The derivative of a function represents the rate at which the function's value changes as its input changes. For a function to be differentiable at a specific point, the derivative must exist at that point. This means that the slope of the tangent line to the function at that point can be computed.
A derivative is usually denoted as \( f'(x) \), which can be defined using the limit:

• \( f'(x) = \lim_{h \to 0} \frac{f(x+h) - f(x)}{h} \).

This formula gives us a precise understanding of the instantaneous rate of change of the function at any point \( x \).
This concept is crucial in calculus as it allows us to understand how functions behave locally and predict how they change in small time or space intervals.

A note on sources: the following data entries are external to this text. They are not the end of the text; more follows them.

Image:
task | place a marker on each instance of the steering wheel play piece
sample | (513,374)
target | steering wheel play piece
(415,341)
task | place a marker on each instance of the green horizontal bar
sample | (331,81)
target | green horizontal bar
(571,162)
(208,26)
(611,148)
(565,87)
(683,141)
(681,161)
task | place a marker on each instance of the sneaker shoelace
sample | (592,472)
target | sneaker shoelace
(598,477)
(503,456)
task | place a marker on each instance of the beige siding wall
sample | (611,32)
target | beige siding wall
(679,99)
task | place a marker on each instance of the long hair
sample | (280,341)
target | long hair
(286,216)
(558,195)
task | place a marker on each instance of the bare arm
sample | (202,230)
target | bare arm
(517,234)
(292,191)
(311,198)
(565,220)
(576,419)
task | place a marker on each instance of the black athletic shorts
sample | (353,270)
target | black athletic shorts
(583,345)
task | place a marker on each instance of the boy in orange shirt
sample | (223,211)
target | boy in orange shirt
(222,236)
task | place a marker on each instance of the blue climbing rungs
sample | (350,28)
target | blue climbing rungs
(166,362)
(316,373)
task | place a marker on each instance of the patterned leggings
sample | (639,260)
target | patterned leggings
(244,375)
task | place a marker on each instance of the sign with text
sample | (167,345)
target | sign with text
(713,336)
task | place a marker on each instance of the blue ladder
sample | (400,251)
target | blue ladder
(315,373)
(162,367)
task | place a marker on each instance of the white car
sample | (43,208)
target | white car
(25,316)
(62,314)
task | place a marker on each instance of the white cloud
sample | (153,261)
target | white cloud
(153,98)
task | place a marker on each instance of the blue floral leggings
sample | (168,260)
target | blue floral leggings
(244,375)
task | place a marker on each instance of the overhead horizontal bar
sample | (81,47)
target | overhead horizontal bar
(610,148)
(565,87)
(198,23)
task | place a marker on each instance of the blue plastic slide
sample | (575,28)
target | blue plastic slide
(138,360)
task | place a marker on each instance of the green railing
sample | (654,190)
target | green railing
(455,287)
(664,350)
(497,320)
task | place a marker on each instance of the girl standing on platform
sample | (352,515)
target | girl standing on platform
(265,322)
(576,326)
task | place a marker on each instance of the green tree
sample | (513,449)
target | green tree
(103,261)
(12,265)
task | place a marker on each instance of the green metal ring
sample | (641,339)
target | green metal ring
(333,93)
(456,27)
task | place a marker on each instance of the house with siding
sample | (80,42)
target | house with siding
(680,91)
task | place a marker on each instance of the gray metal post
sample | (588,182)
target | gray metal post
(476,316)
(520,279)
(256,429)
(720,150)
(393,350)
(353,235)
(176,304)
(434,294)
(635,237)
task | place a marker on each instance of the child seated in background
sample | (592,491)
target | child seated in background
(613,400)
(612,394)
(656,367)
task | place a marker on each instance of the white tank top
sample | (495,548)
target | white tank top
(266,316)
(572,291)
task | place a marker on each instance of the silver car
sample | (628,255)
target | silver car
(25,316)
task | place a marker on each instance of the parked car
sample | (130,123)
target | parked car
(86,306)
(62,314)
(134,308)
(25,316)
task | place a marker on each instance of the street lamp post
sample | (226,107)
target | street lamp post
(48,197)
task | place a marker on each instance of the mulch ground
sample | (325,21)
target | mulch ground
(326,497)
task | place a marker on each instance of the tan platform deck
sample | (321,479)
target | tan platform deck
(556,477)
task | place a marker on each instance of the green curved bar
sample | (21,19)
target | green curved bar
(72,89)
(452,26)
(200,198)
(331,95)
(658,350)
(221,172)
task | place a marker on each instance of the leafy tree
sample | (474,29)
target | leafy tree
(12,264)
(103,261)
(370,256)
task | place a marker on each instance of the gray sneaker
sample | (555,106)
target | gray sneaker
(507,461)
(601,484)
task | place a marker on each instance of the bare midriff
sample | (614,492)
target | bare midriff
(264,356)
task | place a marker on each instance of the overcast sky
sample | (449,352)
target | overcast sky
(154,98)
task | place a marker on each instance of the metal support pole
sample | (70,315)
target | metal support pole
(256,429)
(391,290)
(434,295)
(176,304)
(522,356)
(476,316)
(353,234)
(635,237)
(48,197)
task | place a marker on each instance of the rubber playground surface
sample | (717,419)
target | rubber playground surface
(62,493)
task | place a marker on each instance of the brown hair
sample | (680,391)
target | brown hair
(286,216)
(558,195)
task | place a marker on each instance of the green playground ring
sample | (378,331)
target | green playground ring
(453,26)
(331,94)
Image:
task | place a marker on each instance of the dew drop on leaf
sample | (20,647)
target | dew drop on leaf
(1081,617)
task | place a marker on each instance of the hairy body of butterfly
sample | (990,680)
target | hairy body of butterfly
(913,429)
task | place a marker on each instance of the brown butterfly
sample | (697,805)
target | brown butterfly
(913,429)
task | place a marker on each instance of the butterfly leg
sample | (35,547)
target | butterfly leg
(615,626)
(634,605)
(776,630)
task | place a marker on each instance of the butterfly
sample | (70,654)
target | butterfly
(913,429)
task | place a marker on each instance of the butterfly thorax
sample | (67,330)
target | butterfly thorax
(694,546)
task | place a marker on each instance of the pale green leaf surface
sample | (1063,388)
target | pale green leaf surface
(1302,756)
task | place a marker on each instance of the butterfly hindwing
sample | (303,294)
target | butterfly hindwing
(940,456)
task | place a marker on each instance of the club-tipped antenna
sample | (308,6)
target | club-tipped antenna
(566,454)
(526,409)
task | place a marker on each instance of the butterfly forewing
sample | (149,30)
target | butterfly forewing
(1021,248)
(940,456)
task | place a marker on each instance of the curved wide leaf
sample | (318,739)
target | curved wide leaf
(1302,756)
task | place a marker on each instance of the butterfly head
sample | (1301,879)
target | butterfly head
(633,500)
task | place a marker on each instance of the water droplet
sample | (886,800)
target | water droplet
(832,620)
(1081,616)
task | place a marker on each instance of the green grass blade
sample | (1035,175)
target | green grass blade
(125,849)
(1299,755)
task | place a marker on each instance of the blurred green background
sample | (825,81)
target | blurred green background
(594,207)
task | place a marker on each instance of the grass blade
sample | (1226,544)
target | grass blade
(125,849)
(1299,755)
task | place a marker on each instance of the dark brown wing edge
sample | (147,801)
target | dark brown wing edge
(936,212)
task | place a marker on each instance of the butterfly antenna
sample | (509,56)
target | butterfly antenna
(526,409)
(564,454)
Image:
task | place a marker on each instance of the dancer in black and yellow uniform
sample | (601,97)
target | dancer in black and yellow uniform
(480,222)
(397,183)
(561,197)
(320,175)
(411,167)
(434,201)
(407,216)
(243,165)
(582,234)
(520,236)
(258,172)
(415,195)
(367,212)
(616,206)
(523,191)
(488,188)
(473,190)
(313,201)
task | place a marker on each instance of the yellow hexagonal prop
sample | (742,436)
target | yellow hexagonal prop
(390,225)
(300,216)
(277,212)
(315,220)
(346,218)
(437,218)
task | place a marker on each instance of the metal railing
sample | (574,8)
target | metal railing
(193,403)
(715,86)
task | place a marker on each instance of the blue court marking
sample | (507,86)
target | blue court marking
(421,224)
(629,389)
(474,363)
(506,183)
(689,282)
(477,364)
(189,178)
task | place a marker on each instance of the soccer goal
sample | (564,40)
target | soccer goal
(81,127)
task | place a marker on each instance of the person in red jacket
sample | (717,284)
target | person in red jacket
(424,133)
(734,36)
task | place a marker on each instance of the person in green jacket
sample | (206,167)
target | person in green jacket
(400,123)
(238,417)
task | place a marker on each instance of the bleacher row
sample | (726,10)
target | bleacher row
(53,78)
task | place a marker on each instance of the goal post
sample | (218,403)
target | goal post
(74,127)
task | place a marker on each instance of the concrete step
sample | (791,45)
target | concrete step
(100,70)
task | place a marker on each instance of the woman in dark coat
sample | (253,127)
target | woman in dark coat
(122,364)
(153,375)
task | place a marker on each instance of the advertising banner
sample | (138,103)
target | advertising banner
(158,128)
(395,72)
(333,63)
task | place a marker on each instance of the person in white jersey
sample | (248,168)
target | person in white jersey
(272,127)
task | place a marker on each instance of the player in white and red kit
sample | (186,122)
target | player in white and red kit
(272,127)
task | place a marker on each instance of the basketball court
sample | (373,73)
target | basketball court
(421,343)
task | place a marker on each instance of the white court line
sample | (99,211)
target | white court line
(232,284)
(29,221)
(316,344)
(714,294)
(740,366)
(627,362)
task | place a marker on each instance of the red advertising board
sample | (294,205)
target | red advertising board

The chain rule is a fundamental tool in calculus for finding the derivative of composite functions. It tells us how to differentiate a function that is formed by combining two or more functions.
Suppose you have two functions, \( u(x) \) and \( v(x) \). If a function \( y \) is composed of these two as \( y = u(v(x)) \), then the chain rule helps in determining the derivative of \( y \).

The rule is stated mathematically as:

• \( \frac{dy}{dx} = \frac{du}{dv} \cdot \frac{dv}{dx} \).

This formula signifies that the derivative of the outer function \( u \) concerning \( v \) is multiplied by the derivative of \( v \) with respect to \( x \).
The chain rule is widely used in situations where functions are nested within each other and provides a systematic way to compute the derivative of complex expressions.

In mathematics, function translation involves shifting a function horizontally or vertically on a graph. A horizontal translation, specifically, is when every point of the original function moves left or right by some constant value.
A common example of horizontal translation can be described with the formula \( g(x) = f(x+k) \). Here, the graph of \( f(x) \) moves horizontally by \( k \). If \( k \) is positive, the function shifts left; if \( k \) is negative, it shifts right.
When considering differentiability for a translated function like \( g(x) = f(x+k) \), it's essential to account for this shift. The derivative of \( g \) at any point \( x \) considers the same slope as the derivative of \( f \), evaluated at a different point, reflecting the horizontal shift.
Translating functions and understanding their derivatives is crucial for analyzing how operations on functions like shifting affect their behavior, aiding in broader comprehension in calculus.